Opini oleh
Anthony Budiawan – Managing Director PEPS (Political Economy and Policy
Studies)
Ekonomi sedang tidak baik. Melemah. Deflasi berlangsung 7
bulan berturut-turut, menandakan daya beli masyarakat anjlok. Jumlah penduduk
kelas menengah menyusut 9,48 juta orang selama 5 tahun terakhir, dari 57,33
juta orang pada 2019 menjadi 47,85 juta orang pada 2024. Atau turun sekitar
16,5 persen. Sungguh besar.
Ekonomi sedang tidak baik. Jumlah penduduk miskin juga naik
dari 25,15 juta (2019) menjadi 25,22 juta (2024), meskipun dalam persentase
turun dari 9,41 persen menjadi 9,03 persen. Artinya, tingkat kemiskinan hanya
turun 0,4 persen dalam lima tahun menandakan gagal dalam pemberantasan
kemiskinan.
Salah satu faktor pemicu utama anjloknya kelas menengah
adalah kenaikan tarif Pajak Pertambahan Nilai (PPN) dari 10 persen menjadi 11
persen pada 1 April 2022, di tengah gejolak harga komoditas global yang
melonjak tinggi, yang memicu suku bunga global naik tajam.
Belum genap 3 tahun, tarif PPN akan dinaikkan lagi, dari 11
persen menjadi 12 persen, yang akan berlaku efektif pada 1 Januari 2015, pada
hari pertama, APBN Tahun Anggaran pertama, pemerintahan Prabowo Subianto, di
tengah kondisi ekonomi sedang tidak baik, dan memburuk, serta daya beli yang
masih terus melemah. Indeks aktivitas produksi di zona kontraksi selama 4
bulan. Jumlah PHK bertambah terus. Karena itu, tidak ada alasan yang bisa
membenarkan PPN naik.
Kenaikan pajak, termasuk PPN, merupakan instrumen kebijakan
fiskal yang bersifat kontraksi. Kenaikan PPN akan membuat aktivitas ekonomi
turun. Artinya, di tengah ekonomi sedang melemah, kebijakan menaikkan PPN
merupakan blunder besar.

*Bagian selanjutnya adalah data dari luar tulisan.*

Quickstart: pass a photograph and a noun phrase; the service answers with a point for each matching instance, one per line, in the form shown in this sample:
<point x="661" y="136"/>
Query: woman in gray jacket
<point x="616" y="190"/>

Pertumbuhan Ekonomi akan anjlok. Jumlah penduduk
miskin bisa naik lagi. Jumlah penduduk kelas menengah akan menyusut lebih
dalam.
Sekali lagi, tidak ada alasan ekonomi yang bisa membenarkan
kenaikan PPN pada 1 Januari 2025. Kenaikan PPN akan membuat rakyat tambah
menderita dan tambah miskin. Rakyat akan kehilangan paling sedikit Rp50
triliun, akibat kenaikan pajak semena-mena ini.

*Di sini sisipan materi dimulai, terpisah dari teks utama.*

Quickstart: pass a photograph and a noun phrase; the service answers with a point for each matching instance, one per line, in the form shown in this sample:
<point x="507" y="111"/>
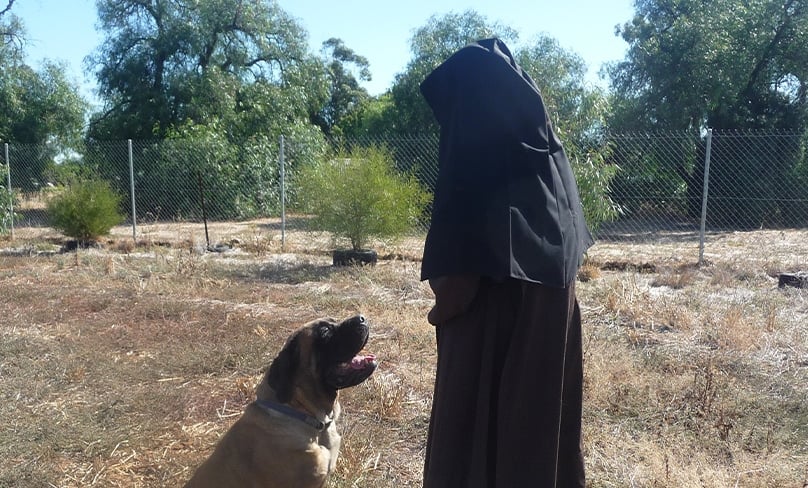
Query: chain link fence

Tidak heran, rencana kenaikan PPN menuai protes masyarakat
luas. Petisi tolak kenaikan PPN bergema.
https://www.cnnindonesia.com/ekonomi/20241121094613-532-1168993/petisi-tolak-ppn-naik-jadi-12-persen-mulai-1-januari-2025-menggema/amp
Penolakan juga datang dari pengusaha. Apindo (Asosiasi
Pengusaha Indonesia), Aprindo (Asosiasi Pengusaha Ritel Indonesia), GAPMMI
(Gabungan Pengusaha Makanan dan Minuman), menyatakan tidak setuju dengan
kenaikan PPN pada 1 Januari 2025.
https://infobanknews.com/apindo-tolak-kenaikan-ppn-12-persen-ancam-daya-beli-dan-pertumbuhan-ekonomi/amp/
https://www.inilah.com/pengusaha-ritel-tolak-kenaikan-ppn-12-persen-awal-tahun-depan
Yayasan Lembaga Konsumen Indonesia (YLKI) juga bersuara,
menegaskan menolak kenaikan PPN.
https://amp.kontan.co.id/news/rakyat-makin-susah-ylki-tolak-kenaikan-tarif-ppn-12-di-2025
Masih banyak elemen masyarakat lainnya yang menolak kenaikan
PPN menjadi 12 persen, termasuk dari kalangan buruh.
Kenapa PPN harus naik pada 1 Januari 2025?
Alasannya, kenaikan PPN menjadi 12 persen sudah diatur di
Bab IV, Pajak Pertambahan Nilai, UU Pajak tahun 2021 (tentang Harmonisasi
Peraturan Perpajakan).
Pasal 7 ayat (1) huruf b mengatakan, tarif PPN sebesar 12
persen mulai berlaku paling lambat 1 Januari 2025.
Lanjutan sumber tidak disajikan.